Now let us take a closer glance at the rationalistic or philosophic literature to which the Jews in the middle ages fell heirs.
In 529 A.D. the Greek schools of philosophy in Athens were closed by order of Emperor Justinian. This did not, however,
lead to the extinction of Greek thought as an influence in the world. For though the West was gradually declining
intellectually on account of the fall of Rome and the barbarian invasions which followed in its train, there were signs of
progress in the East which, feeble at first, was destined in the course of several centuries to illumine the whole of Europe
with its enlightening rays.
Long before 529, the date of the closing of the Greek schools, Greek influence was introduced in the East in Asia and
Africa.[5] The whole movement goes back to the days of Alexander the Great and the victories he gained in the Orient.

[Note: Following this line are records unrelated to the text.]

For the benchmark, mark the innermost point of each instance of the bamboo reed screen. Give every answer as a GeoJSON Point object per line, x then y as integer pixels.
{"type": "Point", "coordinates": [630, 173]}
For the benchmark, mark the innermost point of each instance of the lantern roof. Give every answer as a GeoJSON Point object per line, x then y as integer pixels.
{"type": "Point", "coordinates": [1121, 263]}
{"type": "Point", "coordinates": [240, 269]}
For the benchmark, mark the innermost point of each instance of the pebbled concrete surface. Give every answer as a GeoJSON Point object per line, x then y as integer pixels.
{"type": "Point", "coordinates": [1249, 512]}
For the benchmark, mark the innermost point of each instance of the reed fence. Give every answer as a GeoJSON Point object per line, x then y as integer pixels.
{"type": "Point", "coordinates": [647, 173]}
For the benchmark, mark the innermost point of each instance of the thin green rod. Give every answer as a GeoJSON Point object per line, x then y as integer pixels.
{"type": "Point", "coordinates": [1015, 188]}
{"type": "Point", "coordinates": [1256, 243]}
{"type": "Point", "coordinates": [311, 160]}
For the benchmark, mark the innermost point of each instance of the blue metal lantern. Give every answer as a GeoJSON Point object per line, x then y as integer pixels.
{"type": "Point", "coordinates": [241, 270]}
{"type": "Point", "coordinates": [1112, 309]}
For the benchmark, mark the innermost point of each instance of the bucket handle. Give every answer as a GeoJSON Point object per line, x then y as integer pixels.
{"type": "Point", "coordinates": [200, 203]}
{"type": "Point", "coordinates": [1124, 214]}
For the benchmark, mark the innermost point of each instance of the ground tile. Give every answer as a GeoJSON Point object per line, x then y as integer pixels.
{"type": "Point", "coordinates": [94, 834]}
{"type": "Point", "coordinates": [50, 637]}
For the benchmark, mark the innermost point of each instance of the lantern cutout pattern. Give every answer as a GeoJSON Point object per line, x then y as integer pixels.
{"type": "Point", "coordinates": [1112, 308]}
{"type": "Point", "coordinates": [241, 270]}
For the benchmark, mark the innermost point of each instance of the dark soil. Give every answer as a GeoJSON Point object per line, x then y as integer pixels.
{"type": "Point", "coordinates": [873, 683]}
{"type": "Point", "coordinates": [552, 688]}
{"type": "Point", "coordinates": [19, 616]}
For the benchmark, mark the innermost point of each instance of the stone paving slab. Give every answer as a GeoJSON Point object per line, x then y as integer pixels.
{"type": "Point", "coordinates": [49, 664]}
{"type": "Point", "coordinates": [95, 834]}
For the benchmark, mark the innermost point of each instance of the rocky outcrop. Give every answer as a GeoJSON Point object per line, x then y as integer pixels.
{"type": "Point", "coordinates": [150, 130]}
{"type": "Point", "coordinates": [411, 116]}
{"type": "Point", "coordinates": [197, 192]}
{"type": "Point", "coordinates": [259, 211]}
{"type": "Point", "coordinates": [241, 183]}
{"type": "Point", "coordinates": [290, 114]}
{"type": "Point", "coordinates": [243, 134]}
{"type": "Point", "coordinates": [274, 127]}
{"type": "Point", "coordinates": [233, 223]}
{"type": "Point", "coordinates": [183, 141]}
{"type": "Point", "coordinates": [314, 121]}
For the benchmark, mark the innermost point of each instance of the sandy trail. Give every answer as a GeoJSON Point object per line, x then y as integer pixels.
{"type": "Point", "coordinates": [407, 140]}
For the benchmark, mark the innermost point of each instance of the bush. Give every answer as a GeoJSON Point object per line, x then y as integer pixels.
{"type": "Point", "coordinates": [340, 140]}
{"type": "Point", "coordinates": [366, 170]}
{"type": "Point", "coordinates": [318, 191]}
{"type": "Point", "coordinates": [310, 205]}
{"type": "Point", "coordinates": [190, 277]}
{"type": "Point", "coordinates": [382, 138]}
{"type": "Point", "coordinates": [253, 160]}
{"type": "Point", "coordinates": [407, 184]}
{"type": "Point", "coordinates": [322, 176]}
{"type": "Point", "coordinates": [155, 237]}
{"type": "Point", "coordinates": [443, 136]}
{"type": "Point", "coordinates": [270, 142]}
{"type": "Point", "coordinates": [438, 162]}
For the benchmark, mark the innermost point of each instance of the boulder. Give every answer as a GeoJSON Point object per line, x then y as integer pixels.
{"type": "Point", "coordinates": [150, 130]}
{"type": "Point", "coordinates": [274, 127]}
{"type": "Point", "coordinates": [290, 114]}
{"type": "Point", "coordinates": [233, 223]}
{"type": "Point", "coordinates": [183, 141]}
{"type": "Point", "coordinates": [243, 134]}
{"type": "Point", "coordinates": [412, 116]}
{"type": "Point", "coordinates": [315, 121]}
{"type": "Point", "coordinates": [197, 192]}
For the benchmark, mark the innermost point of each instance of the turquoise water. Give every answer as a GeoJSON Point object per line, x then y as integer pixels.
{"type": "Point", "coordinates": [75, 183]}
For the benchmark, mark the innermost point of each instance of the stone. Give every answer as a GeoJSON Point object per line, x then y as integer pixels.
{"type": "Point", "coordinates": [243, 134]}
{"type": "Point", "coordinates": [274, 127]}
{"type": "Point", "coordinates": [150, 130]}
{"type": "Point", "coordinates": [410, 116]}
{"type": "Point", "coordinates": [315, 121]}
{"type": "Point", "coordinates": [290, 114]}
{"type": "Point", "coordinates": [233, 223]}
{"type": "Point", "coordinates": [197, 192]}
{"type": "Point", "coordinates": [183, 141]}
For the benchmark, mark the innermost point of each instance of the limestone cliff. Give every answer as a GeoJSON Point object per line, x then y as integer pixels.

From that time on Greeks settled in Asia and Africa and brought along with them Greek manners, the Greek language,
and the Greek arts and sciences. Alexandria, the capital of the Ptolemies in Egypt after the death of Alexander, and
Antioch, the capital of Syria under the empire of the Seleucidæ, were well-known centres of Greek learning.
When Syria changed masters in 64 B.C. and became a Roman province, its form of civilization did not change, and the
introduction of Christianity had the effect of spreading the influence of the Greeks and their language into Mesopotamia
beyond the Euphrates. The Christians in Syria had to study Greek in order to understand the Scriptures of the Old and
the New Testaments, the decrees and canons of the ecclesiastical councils, and the writings of the Church Fathers.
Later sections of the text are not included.